Keeys v State of Queensland
[1996] QCA 564
•6/12/1996
[1996] QCA 564
COURT OF APPEAL
DAVIES JA
MOYNIHAN J
HELMAN J
Appeal No 10233 of 1996
THE STATE OF QUEENSLAND Appellant (Defendant)
v
KENNETH MALCOLM KEEYS Respondent (Plaintiff)
BRISBANE
DATE 06/12/96
DAVIES JA: This is an application for a stay in respect of a judgment for damages of $164,818.10. The applicant for the stay, through his counsel Mr Batch SC, accepts that he must establish that there is a real risk that if the appeal is successful that he will not be restored to his original position.
He has, in my view, demonstrated arguable grounds to appeal.
But having read the affidavit of the respondent and the concession by Mr Batch that, for him, the worse case scenario is that the respondent has assets of a net worth $190,000 and that to the extent that he intends to use the money for the judgment it is to increase his equity in those assets, I could not be satisfied that the applicant has established the onus on him to which I have just referred. I will therefore refuse the application.
MOYNIHAN J: I agree.
HELMAN J: I agree.
DAVIES JA: The application is refused.
MR BATCH: Do you want to hear me on costs?
DAVIES JA: Yes.
MR BATCH: Your Honours, on 29 November my solicitors wrote to so the plaintiff's solicitors setting out the circumstances in relation to the reasons and also the houses and the cars and discussed any reasonable proposal to secure the judgment, and talked about making an application for a stay. There was no reply at all----
DAVIES JA: You weren't told anything until this morning, that's your point, isn't it? That's what you were going to say?
MR BATCH: Yes, Your Honour.
DAVIES JA: All right and so what do you say? What do you say should happen about costs then.
MR BATCH: I'd seek the costs or, in the alternative, that there be no order as to costs.
DAVIES JA: Mr Mullins, it's a bit difficult for you to get costs isn't it in those circumstances when you've been asked to say what your assets are and you've done nothing until this morning.

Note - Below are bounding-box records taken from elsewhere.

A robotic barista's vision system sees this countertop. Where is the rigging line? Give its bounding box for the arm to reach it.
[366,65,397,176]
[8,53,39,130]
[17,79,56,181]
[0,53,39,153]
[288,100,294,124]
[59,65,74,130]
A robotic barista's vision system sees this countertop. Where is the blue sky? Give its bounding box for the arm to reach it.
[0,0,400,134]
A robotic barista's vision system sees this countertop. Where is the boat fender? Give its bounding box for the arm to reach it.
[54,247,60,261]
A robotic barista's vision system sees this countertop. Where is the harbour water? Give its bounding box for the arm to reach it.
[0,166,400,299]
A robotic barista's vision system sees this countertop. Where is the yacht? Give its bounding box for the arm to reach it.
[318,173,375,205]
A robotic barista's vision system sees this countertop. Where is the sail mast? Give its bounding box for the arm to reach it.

MR MULLINS: Your Honour, that's not quite right.
DAVIES JA: Isn't it?
MR MULLINS: With all due respect. If I could just hand up the relevant letters.
MR BATCH: Your Honour, we put some letters in Miss Foley's affidavit at AMF9 and 10. That correspondence is canvassed in my outline at paragraph 4.
MR MULLINS: I apologise, Your Honours. At no time did the -
I have to concede that at no time did the respondent detail the assets that it had whilst it did tell them - or at least the applicant was aware that the respondent had two houses.
My submission is simply this: that the onus rests upon the respondent to show as it did in the correspondence that there was a real risk that the money would be dissipated. There has never been a risk. Now, with that onus, the respondents brought the application and Mr Keeys has had to expend the money to be represented. If he's been successful on the application, the costs should follow the event. Even on the applicants own material it had never reached that onus of proof.
DAVIES JA: We don't propose to make any order with respect to costs.